Oder sollte sie das lieber an Herrn Smith schreiben? Wenn sie es recht bedachte, that es ihr, konnte nun aus der Sache nichts werden, eigentlich nur um des lieben alten Herrn willen leid. Er war ihr so sympathisch erschienen, wie nie zuvor ein Mensch: mit seinen blauen, träumerischen, mildblickenden Augen, dem melancholischen Ausdruck der feinen Züge und seiner sanften Rede, die doch auch so eindringlich war, so überzeugend, herzgewinnend! Mein Gott, welch seltsamer Mann, der so wenig gemein zu haben schien mit den anderen Menschen, als sei er aus einer andern Welt, einer andern Zeit – einer Welt und Zeit, die noch in dem Menschen den Menschen suchten und zu schätzen wußten; für die es sich nicht immer nur um Aeußerlichkeiten, gesellschaftliche Beziehungen und Rücksichten, um Mein und Dein handelte! Nun sollte die Erscheinung des lieben, freundlichen Mannes nur wie ein flüchtiger Sonnenblick durch ihr dunkles Leben geglitten sein! Nie wieder würde sie die guten Augen mit dem treuherzigen Blick auf sich ruhen fühlen; nie wieder den Druck der schlanken weißen Hand empfinden! Schade! jammerschade! Und die ganze anmutende Perspektive, die sich ihr aufgethan hatte in ein neues, gewiß in vielen Beziehungen interessantes und, worauf es ihr freilich in erster Linie angekommen war: nutzenschaffendes, sie selbst befriedigendes Leben und Wirken zugeschlossen von einer sich plötzlich dazwischen schiebenden undurchdringlichen Wand, auf der die vieldeutige Gestalt Hartmut Selks stand und ihr eine höhnische Grimasse machte! Der über alles Witzelnde, über alles Schnödelnde und der treuherzige alte Herr – das waren denn freilich die Antipoden der moralischen Welt. Es verursachte ihr förmlich einen Schmerz, sich diese beiden nun, wie es doch der unausbleibliche Fall schien, in täglicher Berührung zu denken.
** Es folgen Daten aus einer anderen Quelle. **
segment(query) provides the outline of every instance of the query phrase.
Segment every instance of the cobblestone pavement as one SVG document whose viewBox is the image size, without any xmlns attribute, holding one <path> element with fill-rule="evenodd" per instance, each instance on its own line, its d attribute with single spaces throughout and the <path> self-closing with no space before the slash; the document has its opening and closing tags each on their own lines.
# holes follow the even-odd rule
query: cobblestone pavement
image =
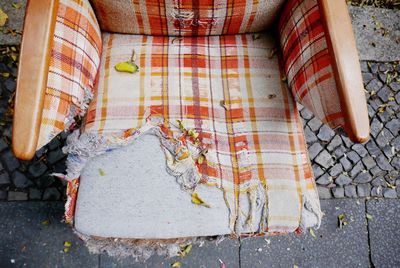
<svg viewBox="0 0 400 268">
<path fill-rule="evenodd" d="M 0 200 L 63 200 L 65 186 L 51 176 L 65 172 L 62 153 L 67 133 L 39 150 L 31 161 L 17 160 L 11 149 L 17 48 L 0 55 Z M 354 144 L 301 109 L 309 156 L 322 199 L 400 197 L 400 65 L 361 62 L 371 139 Z"/>
</svg>

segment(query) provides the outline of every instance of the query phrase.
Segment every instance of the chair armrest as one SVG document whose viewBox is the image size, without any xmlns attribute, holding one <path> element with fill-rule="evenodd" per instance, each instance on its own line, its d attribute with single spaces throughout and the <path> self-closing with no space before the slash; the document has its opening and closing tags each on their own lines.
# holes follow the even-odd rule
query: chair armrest
<svg viewBox="0 0 400 268">
<path fill-rule="evenodd" d="M 57 9 L 58 0 L 31 0 L 26 7 L 12 138 L 20 159 L 36 151 Z"/>
<path fill-rule="evenodd" d="M 94 93 L 101 31 L 89 0 L 31 0 L 22 37 L 13 150 L 36 150 L 83 116 Z"/>
<path fill-rule="evenodd" d="M 279 34 L 296 100 L 353 141 L 368 140 L 367 104 L 345 0 L 287 1 Z"/>
<path fill-rule="evenodd" d="M 344 129 L 355 142 L 369 138 L 368 109 L 360 60 L 345 0 L 319 0 L 337 90 L 346 119 Z"/>
</svg>

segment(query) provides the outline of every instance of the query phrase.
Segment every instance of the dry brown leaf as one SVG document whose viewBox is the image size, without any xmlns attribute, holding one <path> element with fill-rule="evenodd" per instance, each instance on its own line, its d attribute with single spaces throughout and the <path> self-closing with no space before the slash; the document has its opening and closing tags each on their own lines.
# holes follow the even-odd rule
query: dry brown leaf
<svg viewBox="0 0 400 268">
<path fill-rule="evenodd" d="M 8 15 L 0 8 L 0 27 L 4 26 L 7 22 Z"/>
</svg>

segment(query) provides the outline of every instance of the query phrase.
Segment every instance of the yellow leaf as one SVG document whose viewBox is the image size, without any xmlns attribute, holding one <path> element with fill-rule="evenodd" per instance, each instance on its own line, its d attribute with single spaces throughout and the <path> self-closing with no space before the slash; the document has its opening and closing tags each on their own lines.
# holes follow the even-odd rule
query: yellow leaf
<svg viewBox="0 0 400 268">
<path fill-rule="evenodd" d="M 219 105 L 221 105 L 225 110 L 228 110 L 228 108 L 226 108 L 226 105 L 225 105 L 225 101 L 224 101 L 224 100 L 221 100 L 221 101 L 219 102 Z"/>
<path fill-rule="evenodd" d="M 20 9 L 21 6 L 22 6 L 22 4 L 20 4 L 20 3 L 12 3 L 12 7 L 15 9 Z"/>
<path fill-rule="evenodd" d="M 181 257 L 185 257 L 190 253 L 192 247 L 193 247 L 192 244 L 189 244 L 187 246 L 181 246 L 181 251 L 179 251 L 178 255 Z"/>
<path fill-rule="evenodd" d="M 12 59 L 13 61 L 17 61 L 17 54 L 16 54 L 16 53 L 12 52 L 12 53 L 10 54 L 10 57 L 11 57 L 11 59 Z"/>
<path fill-rule="evenodd" d="M 200 155 L 199 158 L 197 158 L 197 163 L 199 163 L 200 165 L 203 164 L 204 158 L 204 155 Z"/>
<path fill-rule="evenodd" d="M 317 236 L 316 236 L 315 233 L 314 233 L 314 229 L 313 229 L 313 228 L 310 228 L 310 235 L 311 235 L 312 237 L 314 237 L 314 238 L 317 238 Z"/>
<path fill-rule="evenodd" d="M 286 81 L 287 81 L 287 77 L 286 77 L 286 76 L 283 76 L 283 77 L 281 78 L 281 80 L 282 80 L 282 82 L 286 82 Z"/>
<path fill-rule="evenodd" d="M 64 248 L 64 253 L 68 253 L 69 252 L 69 248 Z"/>
<path fill-rule="evenodd" d="M 4 78 L 10 77 L 10 73 L 1 73 L 1 75 L 2 75 Z"/>
<path fill-rule="evenodd" d="M 209 204 L 204 202 L 196 192 L 192 193 L 192 203 L 206 208 L 211 207 Z"/>
<path fill-rule="evenodd" d="M 64 247 L 70 248 L 72 246 L 71 242 L 69 241 L 64 241 Z"/>
<path fill-rule="evenodd" d="M 180 261 L 176 261 L 173 264 L 171 264 L 171 267 L 182 267 L 182 263 Z"/>
<path fill-rule="evenodd" d="M 189 129 L 188 134 L 193 139 L 196 139 L 199 136 L 199 133 L 194 128 Z"/>
<path fill-rule="evenodd" d="M 395 101 L 396 99 L 393 98 L 393 97 L 389 97 L 388 100 L 389 100 L 389 101 Z"/>
<path fill-rule="evenodd" d="M 179 127 L 179 129 L 180 129 L 182 132 L 185 132 L 185 131 L 186 131 L 186 128 L 185 128 L 185 126 L 183 125 L 182 121 L 181 121 L 181 120 L 176 120 L 176 122 L 178 122 L 178 127 Z"/>
<path fill-rule="evenodd" d="M 8 15 L 0 8 L 0 27 L 6 24 L 7 19 Z"/>
<path fill-rule="evenodd" d="M 115 70 L 117 70 L 118 72 L 133 74 L 139 71 L 139 67 L 132 61 L 124 61 L 116 64 Z"/>
<path fill-rule="evenodd" d="M 366 217 L 368 220 L 372 220 L 372 218 L 373 218 L 372 215 L 371 215 L 371 214 L 368 214 L 368 213 L 365 214 L 365 217 Z"/>
<path fill-rule="evenodd" d="M 295 264 L 295 265 L 293 265 L 293 268 L 299 268 L 299 266 L 297 266 L 297 265 Z"/>
<path fill-rule="evenodd" d="M 104 170 L 102 170 L 101 168 L 99 168 L 99 173 L 100 173 L 100 176 L 105 176 L 105 175 L 106 175 L 106 173 L 104 172 Z"/>
<path fill-rule="evenodd" d="M 49 225 L 49 224 L 50 224 L 50 221 L 49 221 L 49 220 L 44 220 L 44 221 L 42 221 L 42 224 L 43 224 L 43 225 Z"/>
</svg>

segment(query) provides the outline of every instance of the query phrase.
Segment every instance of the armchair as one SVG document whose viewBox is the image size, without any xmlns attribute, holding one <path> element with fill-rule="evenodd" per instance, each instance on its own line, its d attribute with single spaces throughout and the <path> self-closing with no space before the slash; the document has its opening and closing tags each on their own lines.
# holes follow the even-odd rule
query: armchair
<svg viewBox="0 0 400 268">
<path fill-rule="evenodd" d="M 82 235 L 288 233 L 321 220 L 296 101 L 368 139 L 344 0 L 29 1 L 13 150 L 84 116 L 63 176 Z"/>
</svg>

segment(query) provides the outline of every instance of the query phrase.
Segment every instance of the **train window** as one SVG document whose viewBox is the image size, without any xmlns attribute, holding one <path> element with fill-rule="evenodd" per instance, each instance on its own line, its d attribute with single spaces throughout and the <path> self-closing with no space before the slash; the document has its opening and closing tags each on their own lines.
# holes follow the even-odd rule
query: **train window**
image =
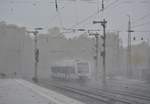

So hasteten und wirrten durch die aufgeregte Seele der eilig Dahinschreitenden Gedanken und Empfindungen in bunter Folge und beängstigender Menge, daß ihr die Zeit stillzustehen und der kurze Weg von dem Punkte im Tiergarten, wo Hartmut sie verlassen, bis zu dem Hause in der Rauchstraße kein Ende nehmen zu wollen schien.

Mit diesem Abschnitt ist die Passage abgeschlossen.